5 Zie het rapport van het Nederlands Forensisch Instituut met betrekking tot de verwondingen van het slachtoffer [slachtoffer] (p. 4061 t/m 4088).

6 Zie de processen-verbaal van de verhoren van [betrokkene 3] (p. 2427 t/m 2430).

7 Zie de verklaring van [betrokkene 3], afgelegd bij de rechter-commissaris.

8 Zie het proces-verbaal sporenonderzoek van 16 juli 2007 (p. 4090 t/m 4096).

9 Zie het deskundigenrapport van het Nederlands Forensisch Instituut (p. 4267 t/m 4277).

10 Zie een later aan het dossier toegevoegd rapport van het Nederlands Forensisch Instituut van 1 februari 2008.

11 Zie het proces-verbaal sporenonderzoek Renault Laguna (p. 4005 t/m 4018).

12 Zie het deskundigenrapport van het Nederlands Forensisch Instituut (p. 4267 t/m 4277).

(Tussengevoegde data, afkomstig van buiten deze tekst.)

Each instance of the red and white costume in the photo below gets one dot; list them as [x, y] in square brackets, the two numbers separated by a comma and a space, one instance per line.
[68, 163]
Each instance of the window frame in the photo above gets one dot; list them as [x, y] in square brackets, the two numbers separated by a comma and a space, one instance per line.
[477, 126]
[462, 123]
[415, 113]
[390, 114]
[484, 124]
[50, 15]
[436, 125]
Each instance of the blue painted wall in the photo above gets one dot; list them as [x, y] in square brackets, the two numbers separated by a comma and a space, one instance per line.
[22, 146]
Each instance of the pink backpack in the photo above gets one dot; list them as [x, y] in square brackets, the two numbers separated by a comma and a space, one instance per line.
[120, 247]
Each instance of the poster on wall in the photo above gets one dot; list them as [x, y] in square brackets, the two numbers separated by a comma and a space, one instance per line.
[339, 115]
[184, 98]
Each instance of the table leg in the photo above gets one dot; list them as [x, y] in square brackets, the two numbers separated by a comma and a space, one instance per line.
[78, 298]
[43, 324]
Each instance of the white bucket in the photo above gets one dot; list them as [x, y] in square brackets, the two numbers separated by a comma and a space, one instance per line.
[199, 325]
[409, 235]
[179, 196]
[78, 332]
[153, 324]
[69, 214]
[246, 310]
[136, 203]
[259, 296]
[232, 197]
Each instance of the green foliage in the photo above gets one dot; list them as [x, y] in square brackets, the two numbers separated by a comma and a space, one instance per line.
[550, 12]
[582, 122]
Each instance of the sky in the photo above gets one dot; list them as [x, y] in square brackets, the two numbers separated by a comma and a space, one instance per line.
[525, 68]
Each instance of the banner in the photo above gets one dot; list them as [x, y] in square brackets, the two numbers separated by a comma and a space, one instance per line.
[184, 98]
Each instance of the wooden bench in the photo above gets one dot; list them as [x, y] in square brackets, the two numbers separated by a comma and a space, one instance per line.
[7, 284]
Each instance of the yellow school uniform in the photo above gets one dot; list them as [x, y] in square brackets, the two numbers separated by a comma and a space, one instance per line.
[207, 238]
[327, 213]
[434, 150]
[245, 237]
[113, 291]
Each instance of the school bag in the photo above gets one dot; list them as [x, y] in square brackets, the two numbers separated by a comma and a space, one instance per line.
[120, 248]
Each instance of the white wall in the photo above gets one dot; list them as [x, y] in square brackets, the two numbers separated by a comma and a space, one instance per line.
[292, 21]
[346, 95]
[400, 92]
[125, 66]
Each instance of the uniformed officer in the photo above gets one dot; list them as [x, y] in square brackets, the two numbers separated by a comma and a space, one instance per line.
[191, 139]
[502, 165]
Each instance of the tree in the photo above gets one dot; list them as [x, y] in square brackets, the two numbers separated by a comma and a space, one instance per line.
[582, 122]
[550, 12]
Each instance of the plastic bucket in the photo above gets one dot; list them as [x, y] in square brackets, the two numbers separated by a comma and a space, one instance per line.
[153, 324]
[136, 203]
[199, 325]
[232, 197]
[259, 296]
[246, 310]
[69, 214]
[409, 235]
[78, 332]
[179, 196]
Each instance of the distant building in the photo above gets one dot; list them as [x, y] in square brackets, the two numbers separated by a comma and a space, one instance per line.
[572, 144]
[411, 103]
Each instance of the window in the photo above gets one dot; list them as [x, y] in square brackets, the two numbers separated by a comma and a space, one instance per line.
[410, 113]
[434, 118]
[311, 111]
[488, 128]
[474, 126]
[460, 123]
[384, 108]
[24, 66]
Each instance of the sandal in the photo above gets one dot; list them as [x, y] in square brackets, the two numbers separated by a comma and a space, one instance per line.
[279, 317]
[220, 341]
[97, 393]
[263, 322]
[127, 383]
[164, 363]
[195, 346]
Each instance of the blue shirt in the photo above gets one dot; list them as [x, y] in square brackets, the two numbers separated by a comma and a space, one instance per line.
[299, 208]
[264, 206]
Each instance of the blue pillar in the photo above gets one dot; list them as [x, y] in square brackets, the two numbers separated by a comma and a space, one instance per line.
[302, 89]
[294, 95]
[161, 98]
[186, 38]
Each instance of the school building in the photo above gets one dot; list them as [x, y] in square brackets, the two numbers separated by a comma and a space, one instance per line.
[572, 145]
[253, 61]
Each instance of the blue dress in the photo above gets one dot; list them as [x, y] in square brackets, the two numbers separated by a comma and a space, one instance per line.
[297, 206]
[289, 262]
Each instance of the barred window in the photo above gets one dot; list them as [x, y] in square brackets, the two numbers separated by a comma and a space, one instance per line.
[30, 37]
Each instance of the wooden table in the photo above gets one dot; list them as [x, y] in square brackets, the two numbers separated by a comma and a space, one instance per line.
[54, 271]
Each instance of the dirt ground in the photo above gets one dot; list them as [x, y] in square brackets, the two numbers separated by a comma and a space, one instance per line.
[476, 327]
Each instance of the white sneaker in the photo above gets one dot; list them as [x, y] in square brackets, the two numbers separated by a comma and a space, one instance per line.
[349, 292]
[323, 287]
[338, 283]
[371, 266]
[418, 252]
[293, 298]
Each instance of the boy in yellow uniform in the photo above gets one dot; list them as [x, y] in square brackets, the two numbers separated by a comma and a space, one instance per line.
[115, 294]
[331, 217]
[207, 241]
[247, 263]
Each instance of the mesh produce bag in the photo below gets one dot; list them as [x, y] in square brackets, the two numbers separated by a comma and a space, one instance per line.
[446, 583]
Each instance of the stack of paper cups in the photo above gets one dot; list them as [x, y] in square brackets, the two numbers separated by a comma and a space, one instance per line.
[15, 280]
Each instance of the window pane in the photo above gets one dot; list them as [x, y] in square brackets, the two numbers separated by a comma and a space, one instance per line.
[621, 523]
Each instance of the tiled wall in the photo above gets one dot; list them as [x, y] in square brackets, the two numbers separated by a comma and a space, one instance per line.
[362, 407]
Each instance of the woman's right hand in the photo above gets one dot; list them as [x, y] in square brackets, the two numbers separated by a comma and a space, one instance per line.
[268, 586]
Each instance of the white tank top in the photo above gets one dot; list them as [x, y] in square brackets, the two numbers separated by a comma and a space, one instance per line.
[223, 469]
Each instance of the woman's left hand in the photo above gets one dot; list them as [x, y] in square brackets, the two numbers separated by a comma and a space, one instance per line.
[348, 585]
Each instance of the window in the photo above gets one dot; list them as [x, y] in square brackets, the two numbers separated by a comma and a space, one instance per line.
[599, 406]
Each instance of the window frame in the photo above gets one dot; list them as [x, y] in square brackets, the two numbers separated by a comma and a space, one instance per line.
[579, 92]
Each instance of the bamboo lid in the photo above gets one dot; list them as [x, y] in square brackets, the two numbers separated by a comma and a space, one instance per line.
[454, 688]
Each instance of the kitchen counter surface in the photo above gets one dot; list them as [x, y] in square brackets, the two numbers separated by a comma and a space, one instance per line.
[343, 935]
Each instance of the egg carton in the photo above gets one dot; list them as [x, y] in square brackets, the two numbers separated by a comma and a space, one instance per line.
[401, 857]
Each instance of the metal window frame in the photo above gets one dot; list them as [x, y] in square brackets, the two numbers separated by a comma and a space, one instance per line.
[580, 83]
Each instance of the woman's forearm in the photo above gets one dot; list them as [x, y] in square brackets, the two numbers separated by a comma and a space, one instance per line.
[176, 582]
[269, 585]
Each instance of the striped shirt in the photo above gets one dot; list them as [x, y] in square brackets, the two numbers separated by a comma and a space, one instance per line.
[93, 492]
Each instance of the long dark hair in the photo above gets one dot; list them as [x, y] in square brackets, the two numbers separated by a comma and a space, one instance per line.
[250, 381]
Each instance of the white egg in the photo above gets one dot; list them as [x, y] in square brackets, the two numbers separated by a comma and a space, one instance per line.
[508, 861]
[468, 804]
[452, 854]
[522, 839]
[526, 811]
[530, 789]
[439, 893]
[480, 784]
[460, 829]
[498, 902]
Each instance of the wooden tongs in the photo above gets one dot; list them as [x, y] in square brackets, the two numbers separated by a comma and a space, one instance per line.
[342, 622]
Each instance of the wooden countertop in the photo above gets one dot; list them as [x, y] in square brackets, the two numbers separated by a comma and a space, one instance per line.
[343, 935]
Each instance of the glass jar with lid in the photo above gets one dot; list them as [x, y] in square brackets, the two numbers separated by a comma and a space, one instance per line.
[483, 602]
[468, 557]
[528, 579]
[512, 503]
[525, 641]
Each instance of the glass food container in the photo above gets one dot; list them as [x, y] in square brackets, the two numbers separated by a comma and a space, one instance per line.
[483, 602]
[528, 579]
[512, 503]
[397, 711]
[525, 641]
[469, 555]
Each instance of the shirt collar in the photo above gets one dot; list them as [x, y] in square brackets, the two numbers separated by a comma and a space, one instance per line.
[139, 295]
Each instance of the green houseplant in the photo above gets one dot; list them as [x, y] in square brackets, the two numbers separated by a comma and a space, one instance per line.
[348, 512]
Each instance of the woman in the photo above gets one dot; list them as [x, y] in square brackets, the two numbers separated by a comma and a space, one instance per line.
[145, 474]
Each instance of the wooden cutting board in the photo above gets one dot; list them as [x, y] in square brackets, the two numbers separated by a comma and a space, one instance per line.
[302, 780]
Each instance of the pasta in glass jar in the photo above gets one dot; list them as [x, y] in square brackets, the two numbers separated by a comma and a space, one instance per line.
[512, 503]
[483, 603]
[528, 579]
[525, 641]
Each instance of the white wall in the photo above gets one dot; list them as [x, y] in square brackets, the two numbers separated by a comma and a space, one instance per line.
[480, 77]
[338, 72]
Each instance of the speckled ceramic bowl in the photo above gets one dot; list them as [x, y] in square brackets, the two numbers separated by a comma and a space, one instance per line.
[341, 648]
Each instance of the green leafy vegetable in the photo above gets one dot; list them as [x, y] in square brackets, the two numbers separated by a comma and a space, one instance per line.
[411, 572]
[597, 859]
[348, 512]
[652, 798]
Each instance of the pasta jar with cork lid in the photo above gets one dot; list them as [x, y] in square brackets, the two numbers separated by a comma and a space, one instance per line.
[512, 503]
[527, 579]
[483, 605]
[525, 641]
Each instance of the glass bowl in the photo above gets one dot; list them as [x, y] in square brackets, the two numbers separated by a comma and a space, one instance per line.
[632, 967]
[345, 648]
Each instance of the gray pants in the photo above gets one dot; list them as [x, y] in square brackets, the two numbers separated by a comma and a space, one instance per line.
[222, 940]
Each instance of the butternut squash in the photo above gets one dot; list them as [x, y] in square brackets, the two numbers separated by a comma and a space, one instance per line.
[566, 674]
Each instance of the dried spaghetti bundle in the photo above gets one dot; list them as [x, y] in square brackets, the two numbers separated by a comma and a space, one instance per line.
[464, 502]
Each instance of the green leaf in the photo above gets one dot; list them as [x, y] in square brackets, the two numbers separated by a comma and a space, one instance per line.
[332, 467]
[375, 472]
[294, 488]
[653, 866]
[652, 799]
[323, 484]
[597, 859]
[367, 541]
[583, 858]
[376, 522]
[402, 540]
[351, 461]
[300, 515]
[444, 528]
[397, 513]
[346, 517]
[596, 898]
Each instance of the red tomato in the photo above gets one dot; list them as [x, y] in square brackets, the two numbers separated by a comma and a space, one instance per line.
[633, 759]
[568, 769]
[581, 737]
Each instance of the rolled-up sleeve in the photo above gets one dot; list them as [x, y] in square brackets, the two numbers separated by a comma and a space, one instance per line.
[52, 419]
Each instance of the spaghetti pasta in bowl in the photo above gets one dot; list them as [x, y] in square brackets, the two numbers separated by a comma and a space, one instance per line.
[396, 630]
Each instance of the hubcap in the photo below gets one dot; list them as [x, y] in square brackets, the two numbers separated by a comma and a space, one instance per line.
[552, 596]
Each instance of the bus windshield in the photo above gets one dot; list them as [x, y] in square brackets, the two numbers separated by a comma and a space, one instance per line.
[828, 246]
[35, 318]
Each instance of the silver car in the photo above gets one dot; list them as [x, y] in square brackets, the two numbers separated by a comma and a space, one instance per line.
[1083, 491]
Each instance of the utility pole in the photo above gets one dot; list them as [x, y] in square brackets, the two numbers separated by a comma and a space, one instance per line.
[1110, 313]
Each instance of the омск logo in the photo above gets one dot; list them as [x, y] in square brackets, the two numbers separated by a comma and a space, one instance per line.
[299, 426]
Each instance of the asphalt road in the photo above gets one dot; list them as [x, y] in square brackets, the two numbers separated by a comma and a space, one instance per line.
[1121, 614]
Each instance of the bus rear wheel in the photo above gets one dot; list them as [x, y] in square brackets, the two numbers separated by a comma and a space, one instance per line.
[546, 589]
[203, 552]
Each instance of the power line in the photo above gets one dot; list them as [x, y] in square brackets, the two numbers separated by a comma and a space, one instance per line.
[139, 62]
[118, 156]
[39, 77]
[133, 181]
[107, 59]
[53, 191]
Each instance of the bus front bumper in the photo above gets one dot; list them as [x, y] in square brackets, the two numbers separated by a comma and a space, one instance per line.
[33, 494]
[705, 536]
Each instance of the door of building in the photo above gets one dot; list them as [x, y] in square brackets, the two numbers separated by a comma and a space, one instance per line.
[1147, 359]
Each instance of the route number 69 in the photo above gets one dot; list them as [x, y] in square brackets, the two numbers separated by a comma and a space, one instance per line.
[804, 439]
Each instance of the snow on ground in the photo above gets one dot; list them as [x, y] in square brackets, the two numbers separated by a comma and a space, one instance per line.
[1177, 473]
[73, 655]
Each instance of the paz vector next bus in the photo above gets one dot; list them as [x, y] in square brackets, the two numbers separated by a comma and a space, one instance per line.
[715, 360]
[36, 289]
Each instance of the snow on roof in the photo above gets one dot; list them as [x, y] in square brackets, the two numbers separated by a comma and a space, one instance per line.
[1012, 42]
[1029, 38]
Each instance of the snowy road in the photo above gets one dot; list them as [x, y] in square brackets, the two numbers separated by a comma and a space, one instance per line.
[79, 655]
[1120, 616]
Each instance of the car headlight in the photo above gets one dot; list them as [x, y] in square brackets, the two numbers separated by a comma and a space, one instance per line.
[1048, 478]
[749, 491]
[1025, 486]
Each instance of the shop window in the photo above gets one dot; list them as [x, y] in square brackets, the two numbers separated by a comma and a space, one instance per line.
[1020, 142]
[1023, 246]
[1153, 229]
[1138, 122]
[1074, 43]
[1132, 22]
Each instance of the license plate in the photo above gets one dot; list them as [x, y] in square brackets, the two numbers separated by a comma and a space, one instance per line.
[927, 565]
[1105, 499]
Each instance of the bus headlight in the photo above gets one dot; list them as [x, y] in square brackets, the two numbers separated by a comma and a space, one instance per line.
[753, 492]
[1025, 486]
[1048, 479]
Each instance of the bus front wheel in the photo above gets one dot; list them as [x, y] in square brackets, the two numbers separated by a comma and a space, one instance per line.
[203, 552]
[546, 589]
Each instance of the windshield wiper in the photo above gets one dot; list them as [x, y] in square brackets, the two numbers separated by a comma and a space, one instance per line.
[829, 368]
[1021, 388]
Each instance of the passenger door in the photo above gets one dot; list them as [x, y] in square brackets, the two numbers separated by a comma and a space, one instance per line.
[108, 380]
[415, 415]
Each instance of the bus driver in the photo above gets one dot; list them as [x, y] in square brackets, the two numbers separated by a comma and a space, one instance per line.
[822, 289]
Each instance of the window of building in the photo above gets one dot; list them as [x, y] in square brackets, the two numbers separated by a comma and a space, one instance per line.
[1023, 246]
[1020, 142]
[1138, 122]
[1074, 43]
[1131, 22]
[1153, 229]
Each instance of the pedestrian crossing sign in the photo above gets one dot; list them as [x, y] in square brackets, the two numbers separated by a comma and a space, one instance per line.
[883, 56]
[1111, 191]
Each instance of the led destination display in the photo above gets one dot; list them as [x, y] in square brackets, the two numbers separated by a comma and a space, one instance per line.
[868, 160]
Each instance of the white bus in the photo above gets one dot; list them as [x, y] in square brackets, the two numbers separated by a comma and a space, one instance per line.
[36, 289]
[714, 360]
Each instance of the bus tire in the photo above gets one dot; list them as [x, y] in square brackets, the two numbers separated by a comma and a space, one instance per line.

13 Zie informatie met betrekking tot het dactyloscopisch onderzoek (p. 1921 en 1922) en het later aan het dossier toegevoegde expertiserapport van 26 februari 2008.

14 Zie het proces-verbaal van de terechtzitting in hoger beroep van 24 maart 2009.

15 Zie de processen-verbaal van de verhoren van [betrokkene 3] (p. 2406 t/m 2444) en de verklaring van [betrokkene 3], afgelegd bij de rechter-commissaris.

1 Of, indien sprake is van een bekennende verdachte als bedoeld in art. 359, derde lid, tweede volzin, Sv, een opgave van bewijsmiddelen.

2 Zie bijv. www.rechtspraak.nl (gerechten => Raad voor de Rechtspraak => Kwaliteit van de rechtspraak => Project Motiveringsverbetering in Strafvonnissen (PROMIS)).

3 HR 15 mei 2007, NJ 2007, 387 en 388, m.nt. Buruma (onder NJ 2007, 387).